HandCraft Cleans up Richmond
HandCraft Services got its start — and made its name — as a dry cleaner in Richmond more than 50 years ago. But these days, the company’s big business is handling the medical industry’s laundry.
Brothers Jay, Keith, and Jeff Nichols, HandCraft’s second generation owners and equal partners, say 90 percent of the company’s business now comes from hospitals and private medical practices.
“Health care is one of the most stable industries, and it’s going to keep on growing,” said Jeff Nichols.
Working mostly out of a 60,000-square-foot state-of-the-art laundry facility on Cofer Road in South Richmond, the company launders bedding, gowns, towels and a host of other laundry for its clients.
The $10 million facility, which opened in 2008, operates seven days a week and, on average, cleans 24 million pounds of laundry per year.
Their evolution from being primarily a retail dry cleaner to an industrial laundry operator is being recognized today by the U.S. Small Business Administration.
At a luncheon, HandCraft will be given the SBA’s Small Business Persons of the Year award for the Richmond district, which includes all of Virginia except Loudon and Fairfax counties.
“It really validates who you are,” Jeff Nichols said.
The award is due in a large part to the development of the South Richmond facility, which HandCraft partly financed with the SBA’s help.
“I was very impressed by the owners and the operation,” said Sally Robertson, president of Fairfax-based Business Finance Group and the person who nominated HandCraft. Business Finance Group is a Northern Virginia-based nonprofit that finances commercial real estate and equipment for small businesses.
“They’re creative and innovative and extremely knowledgeable,” said Robertson, who added that this was only the second time in 10 years that she has nominated a company.

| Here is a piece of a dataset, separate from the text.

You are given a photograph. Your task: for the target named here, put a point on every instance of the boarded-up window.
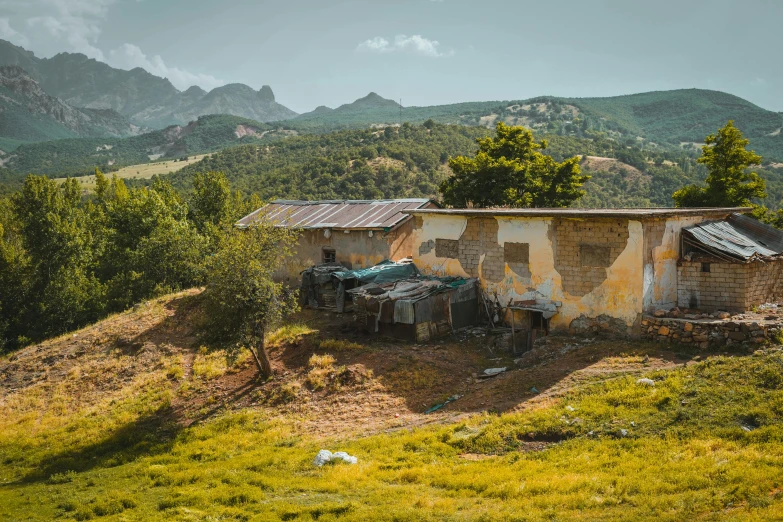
(516, 253)
(447, 248)
(594, 255)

“It’s not something I do lightly,” she said. “But (HandCraft) is so well operated and so well run.”
HandCraft, which began working with its first hospital in 1983, services 43 hospitals and 450 medical offices in Virginia, Delaware, Maryland and West Virginia.
The company continues to look for new clients and has space to expand the South Richmond facility to accommodate additional business.
But even as HandCraft grows its medical laundry business, the company continues to operate five retail locations in the Richmond area, though they generate only 10 percent of the company’s volume and revenue.
The change from being primarily a retail dry cleaner to an industrial one was gradual — but necessary.
Over the years, as fabrics have changed and as people have begun dressing more casually, the dry cleaning business began to drop off, the brothers say.
Some changes have been caused by seemingly unrelated developments, among them parking garages.
Jay Nichols said he remembers a time when overcoats constantly came in to the dry cleaning locations. But as an increasing number of companies built covered parking garages, the need to wear an overcoat — and keep it clean — has virtually vanished.
“We hardly see them anymore,” he said.
The drop off in the retail dry cleaning business was exacerbated in recent years with the economic downturn and the large number of layoffs that went with it.
“I don’t know that the (retail) dry cleaning business will ever be what it used to be,” Keith Nichols said.